Author: Max Mönch, Philip Vogt. Camera: Gerd Breiter. Sound: Konstantin Kirilow. Editing: Philip Vogt. Music: Nikko Weidemann. Re-recording mixer: Mathis Nitschke. Production: Polyeides Medienkontor München Berlin.
Length: 82 min.
Zef Sokoli is the Bajraktar of the Dukagjin – “he who holds the flag,” who calls his men together with a rifle shot and leads them to war when someone threatens his mountain villages in Northern Albania. He has three sons, and someday he will choose one of them as his successor. It’s tradition. But the sons don’t agree on which of them would be the most capable tribal leader. They stand uncertainly between two worlds: the archaic world of the mountains and the modern city down in the valley. The people still come to the clan chief’s stone defense tower in the mountains, seeking his advice and asking him to mediate arguments. Arguments that often end in death here. Zef Sokoli has reconciled hundreds of blood feuds in the last century. But his kingdom is falling apart. The “mountain people” feel the call of the valley.

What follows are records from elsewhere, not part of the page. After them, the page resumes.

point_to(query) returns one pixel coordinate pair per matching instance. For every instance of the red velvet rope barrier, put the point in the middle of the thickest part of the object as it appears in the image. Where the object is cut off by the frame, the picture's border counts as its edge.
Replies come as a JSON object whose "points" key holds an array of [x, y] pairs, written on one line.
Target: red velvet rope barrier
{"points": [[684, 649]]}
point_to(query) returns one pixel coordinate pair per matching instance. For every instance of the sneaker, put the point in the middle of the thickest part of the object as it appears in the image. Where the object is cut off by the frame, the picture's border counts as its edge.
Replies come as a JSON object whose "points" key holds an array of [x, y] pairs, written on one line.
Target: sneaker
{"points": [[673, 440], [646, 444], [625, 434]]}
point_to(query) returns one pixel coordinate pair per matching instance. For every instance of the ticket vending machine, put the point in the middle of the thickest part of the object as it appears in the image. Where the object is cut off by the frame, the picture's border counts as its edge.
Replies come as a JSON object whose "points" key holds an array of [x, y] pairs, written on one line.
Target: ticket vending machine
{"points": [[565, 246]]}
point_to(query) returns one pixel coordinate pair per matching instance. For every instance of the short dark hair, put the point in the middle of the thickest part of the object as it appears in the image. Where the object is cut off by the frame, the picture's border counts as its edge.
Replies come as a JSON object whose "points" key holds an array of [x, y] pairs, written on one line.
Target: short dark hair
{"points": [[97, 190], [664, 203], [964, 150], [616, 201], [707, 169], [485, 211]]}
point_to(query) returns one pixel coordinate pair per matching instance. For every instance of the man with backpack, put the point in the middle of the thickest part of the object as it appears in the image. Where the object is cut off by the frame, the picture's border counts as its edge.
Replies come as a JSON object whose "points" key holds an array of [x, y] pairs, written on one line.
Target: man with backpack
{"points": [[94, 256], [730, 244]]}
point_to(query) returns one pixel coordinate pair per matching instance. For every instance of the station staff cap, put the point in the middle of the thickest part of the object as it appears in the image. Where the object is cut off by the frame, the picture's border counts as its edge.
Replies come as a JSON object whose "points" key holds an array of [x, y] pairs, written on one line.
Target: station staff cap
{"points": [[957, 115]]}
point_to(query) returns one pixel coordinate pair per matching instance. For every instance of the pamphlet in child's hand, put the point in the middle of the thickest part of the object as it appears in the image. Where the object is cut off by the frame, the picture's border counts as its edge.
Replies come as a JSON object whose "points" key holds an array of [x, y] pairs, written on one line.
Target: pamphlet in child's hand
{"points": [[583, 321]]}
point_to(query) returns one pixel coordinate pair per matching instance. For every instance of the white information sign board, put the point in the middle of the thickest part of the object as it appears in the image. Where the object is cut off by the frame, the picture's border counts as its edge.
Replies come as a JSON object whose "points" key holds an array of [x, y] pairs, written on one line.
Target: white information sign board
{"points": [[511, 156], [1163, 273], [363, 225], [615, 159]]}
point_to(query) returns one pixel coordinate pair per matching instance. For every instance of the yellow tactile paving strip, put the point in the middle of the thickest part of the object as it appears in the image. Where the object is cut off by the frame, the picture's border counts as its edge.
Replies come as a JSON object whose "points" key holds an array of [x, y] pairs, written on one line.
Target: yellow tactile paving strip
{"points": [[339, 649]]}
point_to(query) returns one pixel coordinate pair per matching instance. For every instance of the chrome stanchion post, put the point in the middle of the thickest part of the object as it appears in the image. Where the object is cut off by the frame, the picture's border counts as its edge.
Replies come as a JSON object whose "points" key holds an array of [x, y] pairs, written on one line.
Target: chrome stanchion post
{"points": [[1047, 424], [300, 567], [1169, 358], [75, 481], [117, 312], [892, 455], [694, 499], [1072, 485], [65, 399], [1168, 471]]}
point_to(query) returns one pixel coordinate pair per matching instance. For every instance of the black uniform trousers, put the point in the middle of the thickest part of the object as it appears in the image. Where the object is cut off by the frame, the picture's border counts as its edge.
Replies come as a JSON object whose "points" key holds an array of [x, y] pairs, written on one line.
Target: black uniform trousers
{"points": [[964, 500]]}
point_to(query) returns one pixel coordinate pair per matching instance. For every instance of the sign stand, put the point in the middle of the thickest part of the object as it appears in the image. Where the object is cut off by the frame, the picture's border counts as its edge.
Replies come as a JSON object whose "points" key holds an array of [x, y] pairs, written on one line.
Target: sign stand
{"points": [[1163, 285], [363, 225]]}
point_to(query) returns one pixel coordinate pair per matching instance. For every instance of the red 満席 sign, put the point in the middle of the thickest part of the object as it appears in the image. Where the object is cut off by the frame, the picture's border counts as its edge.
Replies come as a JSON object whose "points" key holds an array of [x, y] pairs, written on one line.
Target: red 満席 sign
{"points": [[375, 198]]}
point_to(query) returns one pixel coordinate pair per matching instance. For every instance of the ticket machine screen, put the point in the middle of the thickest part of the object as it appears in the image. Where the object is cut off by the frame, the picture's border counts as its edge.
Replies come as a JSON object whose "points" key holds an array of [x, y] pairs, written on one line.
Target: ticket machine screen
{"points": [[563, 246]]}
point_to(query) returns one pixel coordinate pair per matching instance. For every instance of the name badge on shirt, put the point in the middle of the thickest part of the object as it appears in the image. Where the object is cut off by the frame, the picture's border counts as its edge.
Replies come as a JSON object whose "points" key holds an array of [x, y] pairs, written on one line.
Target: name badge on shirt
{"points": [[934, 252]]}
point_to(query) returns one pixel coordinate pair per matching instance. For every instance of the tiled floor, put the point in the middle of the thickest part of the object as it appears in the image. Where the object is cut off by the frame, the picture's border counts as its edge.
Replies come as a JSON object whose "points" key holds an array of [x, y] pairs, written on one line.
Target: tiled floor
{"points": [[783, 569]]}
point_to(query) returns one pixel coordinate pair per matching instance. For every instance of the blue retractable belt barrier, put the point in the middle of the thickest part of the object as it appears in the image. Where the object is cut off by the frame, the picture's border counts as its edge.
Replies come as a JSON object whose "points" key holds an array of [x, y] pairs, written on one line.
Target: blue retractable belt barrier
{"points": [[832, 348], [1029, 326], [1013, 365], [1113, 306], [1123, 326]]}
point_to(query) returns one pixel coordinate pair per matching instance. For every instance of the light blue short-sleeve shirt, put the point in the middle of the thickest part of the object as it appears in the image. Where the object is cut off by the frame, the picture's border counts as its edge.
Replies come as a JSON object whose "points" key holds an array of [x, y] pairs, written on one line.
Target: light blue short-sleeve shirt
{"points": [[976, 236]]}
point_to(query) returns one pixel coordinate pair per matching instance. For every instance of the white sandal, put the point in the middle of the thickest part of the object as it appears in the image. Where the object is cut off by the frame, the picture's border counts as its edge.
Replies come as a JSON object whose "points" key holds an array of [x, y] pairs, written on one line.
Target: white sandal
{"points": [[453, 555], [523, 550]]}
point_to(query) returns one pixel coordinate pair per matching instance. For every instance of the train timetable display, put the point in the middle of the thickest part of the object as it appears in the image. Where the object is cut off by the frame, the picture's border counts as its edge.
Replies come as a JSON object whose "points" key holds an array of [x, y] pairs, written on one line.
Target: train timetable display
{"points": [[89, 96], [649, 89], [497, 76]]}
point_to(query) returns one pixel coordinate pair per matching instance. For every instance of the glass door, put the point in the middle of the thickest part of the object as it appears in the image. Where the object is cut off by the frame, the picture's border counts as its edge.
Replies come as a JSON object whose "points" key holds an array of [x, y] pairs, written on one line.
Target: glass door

After the autumn harvest, the Bajraktar leaves his ancestral house and goes down into the city. Here, two worlds are colliding. Zef Sokoli and his sons stand between them. The clans bring their archaic laws with them, and the police watch helplessly as acts of blood revenge are committed in the middle of the city. Some hope for a reconciliation of the feuds through the Bajraktar. But he has trouble with the young men, who don’t want to listen to him anymore. Even his sons begin looking for their futures down in the city rather than in the archaic mountain world. And this calls the tradition of their family into question.
Will there be a successor for the Bajraktar?